The Forbidden Zone sees Katie Mitchell take the ‘living cinema’ techniques she’s been honing over the years to new heights. On a technical level it borders on the extraordinary. The stage is split in two. The top half is entirely filled by a projection screen while the bottom section is divided into a series of intricately constructed rooms: a Chicago laboratory, a field hospital during the First World War, a public lavatory. In front of these is a life-size train carriage, capable of sliding backwards and forwards as well as splitting in two, like an aperture.
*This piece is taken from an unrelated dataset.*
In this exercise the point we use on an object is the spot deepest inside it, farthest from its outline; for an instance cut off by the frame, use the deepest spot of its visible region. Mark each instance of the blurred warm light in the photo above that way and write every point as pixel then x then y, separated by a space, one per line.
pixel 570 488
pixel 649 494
The use of cameras allow the audience to see into these individual rooms, each one richly detailed by Mitchell’s regular collaborator, Lizzie Clachan. The camera operators play almost as large a part in the production as the performers, allowing for switches in perspective, for cuts between close up and long shot. While the production has a metronome quality, their movements are swift and nimble – Melanie Wilson’s languid soundscape is frequently punctuated by the whip-crack of cables as they move around the stage. It’s like glimpsing a swan’s legs kicking beneath the surface of a lake.
The narrative, like the stage, is also divided into two. The Forbidden Zone is inspired by the story of Clara Immerwahr, a German woman married to a chemist researching the effects of poison gas. Alarmed by his work and what it might mean for the world, she extinguished her own life, firing a bullet into her heart. Her granddaughter, Claire, a scientist in a Chicago laboratory in 1949 where toxins were also being developed, would also commit suicide. History repeating itself. Mitchell paints their deaths as acts of protest, the only response to the destruction they could do nothing to halt.
Duncan Macmillan’s text is spliced with the words of Mary Borden, Emma Goldman and Virginia Woolf, and the contrast between what we hear and see, between what is voiced and what is not, is potent. The two timelines are united by Kate Duchene, playing a colleague of Claire’s who worked as a nurse during the First World War and saw the appalling damage done to men on the battlefield by substances created by other men in laboratories. She brings necessary tenderness to the production.
This Schaubuhne Berlin production, which premiered at the Salzburg Festival in 2014, arrives in London the week after Mitchell’s Ophelias Zimmer. They share common themes and there’s a clear echo of Ophelia in Immerwahr’s death. There’s something unsettling, however, in the manner in which both women’s deaths are used to generate dramatic tension, in taking an act so desperate and complicated as the impulse to end one’s own life and making it seem clear-cut and almost beautiful.
The production speaks both the languages of cinema and of theatre and, as such, requires different modes of viewing. But it’s entirely possible to be swept up in the story while also marvelling at the complexity, the audacity, of what it’s doing technically. Towards the end, as the elements of the narrative slot together, it takes on the pace and rhythms of a thriller. It’s a stunning production in more ways than one, a machine, but an exquisite machine.